5. Sense of humor – You’d go nuts being around murderers, fugitives and the problems in society being dealt with unless you can laugh at yourself and the situation.
6. Good communication skills – The ability to ask the right question, listen to the answer, keep someone engaged and write clearly. He also spoke Spanish which helped in one interview.
7. Ability to turn off the job at home – We talked about this while driving to track down a work release fugitive. He was a dedicated family man and although his family knew what he did and he told them about what he was working on, he had learned to be present when on family time.

Saturday, July 12, 2008

One Writing Approach

As I’ve met other writers, the one thing I’ve learned about writing approaches is that everyone is different. I’m a morning person and like to write early in the day. While I had a full time job, I came across The Artist’s Way by Julia Cameron.
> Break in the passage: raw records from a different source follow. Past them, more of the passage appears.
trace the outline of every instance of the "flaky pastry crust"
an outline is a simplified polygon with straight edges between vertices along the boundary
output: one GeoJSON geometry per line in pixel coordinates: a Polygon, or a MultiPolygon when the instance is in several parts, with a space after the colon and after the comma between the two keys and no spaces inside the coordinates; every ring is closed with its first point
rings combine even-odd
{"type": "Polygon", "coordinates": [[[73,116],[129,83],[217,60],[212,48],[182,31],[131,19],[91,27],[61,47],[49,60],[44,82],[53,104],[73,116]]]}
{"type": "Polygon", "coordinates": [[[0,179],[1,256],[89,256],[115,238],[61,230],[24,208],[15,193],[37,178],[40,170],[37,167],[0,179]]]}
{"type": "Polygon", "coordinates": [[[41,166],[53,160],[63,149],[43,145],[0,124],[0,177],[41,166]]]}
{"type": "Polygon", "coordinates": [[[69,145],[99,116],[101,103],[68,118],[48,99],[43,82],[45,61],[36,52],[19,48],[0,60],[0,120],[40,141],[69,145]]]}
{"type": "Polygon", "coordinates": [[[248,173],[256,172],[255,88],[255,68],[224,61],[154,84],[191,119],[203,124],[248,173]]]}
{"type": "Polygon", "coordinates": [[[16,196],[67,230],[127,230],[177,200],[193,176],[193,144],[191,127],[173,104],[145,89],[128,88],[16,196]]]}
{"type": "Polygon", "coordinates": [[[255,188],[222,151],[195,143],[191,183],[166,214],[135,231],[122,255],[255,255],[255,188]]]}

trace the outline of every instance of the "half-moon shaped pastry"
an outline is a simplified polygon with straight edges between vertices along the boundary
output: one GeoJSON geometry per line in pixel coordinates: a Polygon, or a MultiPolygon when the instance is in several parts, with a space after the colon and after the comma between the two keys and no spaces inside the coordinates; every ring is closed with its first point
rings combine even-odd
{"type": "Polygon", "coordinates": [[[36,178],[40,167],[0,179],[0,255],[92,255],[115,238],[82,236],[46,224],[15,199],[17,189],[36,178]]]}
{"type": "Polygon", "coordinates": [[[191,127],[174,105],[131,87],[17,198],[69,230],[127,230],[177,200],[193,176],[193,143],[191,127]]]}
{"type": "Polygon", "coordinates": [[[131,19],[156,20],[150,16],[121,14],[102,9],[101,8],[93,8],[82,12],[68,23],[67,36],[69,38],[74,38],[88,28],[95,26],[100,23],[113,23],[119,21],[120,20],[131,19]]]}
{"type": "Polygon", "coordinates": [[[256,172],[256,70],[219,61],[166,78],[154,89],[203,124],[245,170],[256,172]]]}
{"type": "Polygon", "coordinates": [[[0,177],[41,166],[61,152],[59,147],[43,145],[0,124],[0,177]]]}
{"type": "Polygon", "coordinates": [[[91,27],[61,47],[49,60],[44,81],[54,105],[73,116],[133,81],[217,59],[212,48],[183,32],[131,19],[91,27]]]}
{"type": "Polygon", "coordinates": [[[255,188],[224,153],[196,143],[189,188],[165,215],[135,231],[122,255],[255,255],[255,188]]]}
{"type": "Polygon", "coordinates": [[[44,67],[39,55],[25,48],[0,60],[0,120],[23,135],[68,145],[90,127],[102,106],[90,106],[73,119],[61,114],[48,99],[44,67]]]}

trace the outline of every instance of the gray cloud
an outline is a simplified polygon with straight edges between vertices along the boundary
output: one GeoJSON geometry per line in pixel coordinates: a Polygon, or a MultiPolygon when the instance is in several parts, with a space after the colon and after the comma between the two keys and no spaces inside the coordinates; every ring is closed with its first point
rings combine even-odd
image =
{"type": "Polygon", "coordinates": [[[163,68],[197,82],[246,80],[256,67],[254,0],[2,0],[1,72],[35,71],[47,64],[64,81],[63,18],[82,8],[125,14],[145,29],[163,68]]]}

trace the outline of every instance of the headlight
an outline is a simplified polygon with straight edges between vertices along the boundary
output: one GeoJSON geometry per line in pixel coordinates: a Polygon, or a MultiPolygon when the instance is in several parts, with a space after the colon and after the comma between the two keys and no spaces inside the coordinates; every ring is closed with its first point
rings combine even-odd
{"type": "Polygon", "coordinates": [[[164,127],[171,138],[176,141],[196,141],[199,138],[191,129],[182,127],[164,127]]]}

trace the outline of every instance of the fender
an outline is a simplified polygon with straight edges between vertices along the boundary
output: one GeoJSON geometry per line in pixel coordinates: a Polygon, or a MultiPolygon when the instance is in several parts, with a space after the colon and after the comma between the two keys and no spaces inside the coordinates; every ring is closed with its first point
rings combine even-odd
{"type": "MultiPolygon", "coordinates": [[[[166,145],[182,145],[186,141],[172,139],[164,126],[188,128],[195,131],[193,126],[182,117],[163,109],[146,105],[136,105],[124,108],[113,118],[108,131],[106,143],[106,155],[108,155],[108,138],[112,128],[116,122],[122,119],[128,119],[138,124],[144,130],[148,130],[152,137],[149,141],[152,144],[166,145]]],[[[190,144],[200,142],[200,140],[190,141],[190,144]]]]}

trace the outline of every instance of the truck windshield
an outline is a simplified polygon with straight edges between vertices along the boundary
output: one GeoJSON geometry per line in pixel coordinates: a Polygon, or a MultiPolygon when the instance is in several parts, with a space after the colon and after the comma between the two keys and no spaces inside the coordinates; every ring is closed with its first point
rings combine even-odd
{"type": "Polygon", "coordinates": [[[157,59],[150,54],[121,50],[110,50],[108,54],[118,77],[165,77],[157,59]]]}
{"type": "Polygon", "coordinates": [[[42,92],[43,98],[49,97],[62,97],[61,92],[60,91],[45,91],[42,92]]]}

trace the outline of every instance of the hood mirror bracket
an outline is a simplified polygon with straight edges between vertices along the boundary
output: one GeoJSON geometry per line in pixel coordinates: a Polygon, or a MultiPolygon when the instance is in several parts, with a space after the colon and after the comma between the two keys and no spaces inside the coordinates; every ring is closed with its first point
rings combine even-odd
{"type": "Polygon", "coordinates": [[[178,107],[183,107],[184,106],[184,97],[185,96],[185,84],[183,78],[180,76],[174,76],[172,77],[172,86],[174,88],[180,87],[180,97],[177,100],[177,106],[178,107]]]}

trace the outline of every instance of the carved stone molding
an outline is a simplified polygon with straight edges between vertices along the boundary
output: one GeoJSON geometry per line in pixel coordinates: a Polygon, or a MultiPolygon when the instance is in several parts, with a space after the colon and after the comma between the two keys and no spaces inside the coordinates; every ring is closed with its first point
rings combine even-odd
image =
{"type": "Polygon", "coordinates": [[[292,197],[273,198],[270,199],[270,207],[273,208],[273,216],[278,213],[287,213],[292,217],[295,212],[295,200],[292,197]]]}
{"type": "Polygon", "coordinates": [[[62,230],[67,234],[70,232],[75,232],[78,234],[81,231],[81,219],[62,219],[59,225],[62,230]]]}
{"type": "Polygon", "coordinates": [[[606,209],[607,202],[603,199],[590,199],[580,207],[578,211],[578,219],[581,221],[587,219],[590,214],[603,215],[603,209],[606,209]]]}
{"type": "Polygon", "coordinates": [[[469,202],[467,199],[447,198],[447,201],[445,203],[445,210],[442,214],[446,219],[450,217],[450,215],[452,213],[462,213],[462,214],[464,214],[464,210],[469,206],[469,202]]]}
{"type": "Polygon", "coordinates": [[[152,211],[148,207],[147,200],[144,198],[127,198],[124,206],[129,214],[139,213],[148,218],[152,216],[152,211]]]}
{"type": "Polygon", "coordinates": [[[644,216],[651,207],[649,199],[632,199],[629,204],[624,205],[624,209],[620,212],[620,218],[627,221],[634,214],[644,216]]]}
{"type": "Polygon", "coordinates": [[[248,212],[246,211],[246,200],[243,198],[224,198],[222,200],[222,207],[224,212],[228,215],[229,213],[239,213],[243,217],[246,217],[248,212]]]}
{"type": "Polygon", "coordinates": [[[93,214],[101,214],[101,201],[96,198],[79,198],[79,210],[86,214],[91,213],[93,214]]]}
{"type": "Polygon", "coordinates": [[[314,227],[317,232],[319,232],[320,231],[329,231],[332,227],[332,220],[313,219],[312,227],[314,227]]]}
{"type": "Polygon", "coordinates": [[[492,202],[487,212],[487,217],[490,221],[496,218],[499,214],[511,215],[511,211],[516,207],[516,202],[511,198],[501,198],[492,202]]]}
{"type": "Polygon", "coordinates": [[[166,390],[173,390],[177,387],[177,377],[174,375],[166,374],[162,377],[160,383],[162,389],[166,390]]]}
Julia describes a concept called “morning pages” which entails writing three handwritten pages first thing every morning. This is a way to jump start your creative juices. These morning pages can be anything: a shopping list, your journal, or whatever you choose to write. I used this technique to write three pages of whatever novel I was writing at the time. I’d review where I left off the day before and then write the next three pages before going to work. That evening when I got home from my day job, I’d enter them into the computer, doing an editing job along the way. The three handwritten pages became two typed pages. If you stick with this technique and do the math, in 150 days you’ll have the rough draft for a 300 page novel.

Saturday, July 5, 2008

What I'm Writing Now

So what am I writing right now? I’m trying something different—a juvenile mystery. I’m using a character from my published novel, Retirement Homes Are Murder—my protagonist Paul Jacobson’s granddaughter, Jennifer. So Jennifer now is the protagonist in her own juvenile mystery. She is twelve years old and sets up a detective agency at the end of the summer before going into seventh grade. I have been reading juvenile mysteries and adapting my writing to a different audience—eight to twelve year olds. Other recent writing projects have included a geezer-lit thriller titled Reset, with a tag line of “Saving the world between naps,” and a mainstream novel based on the company that was the Enron of the 1980s.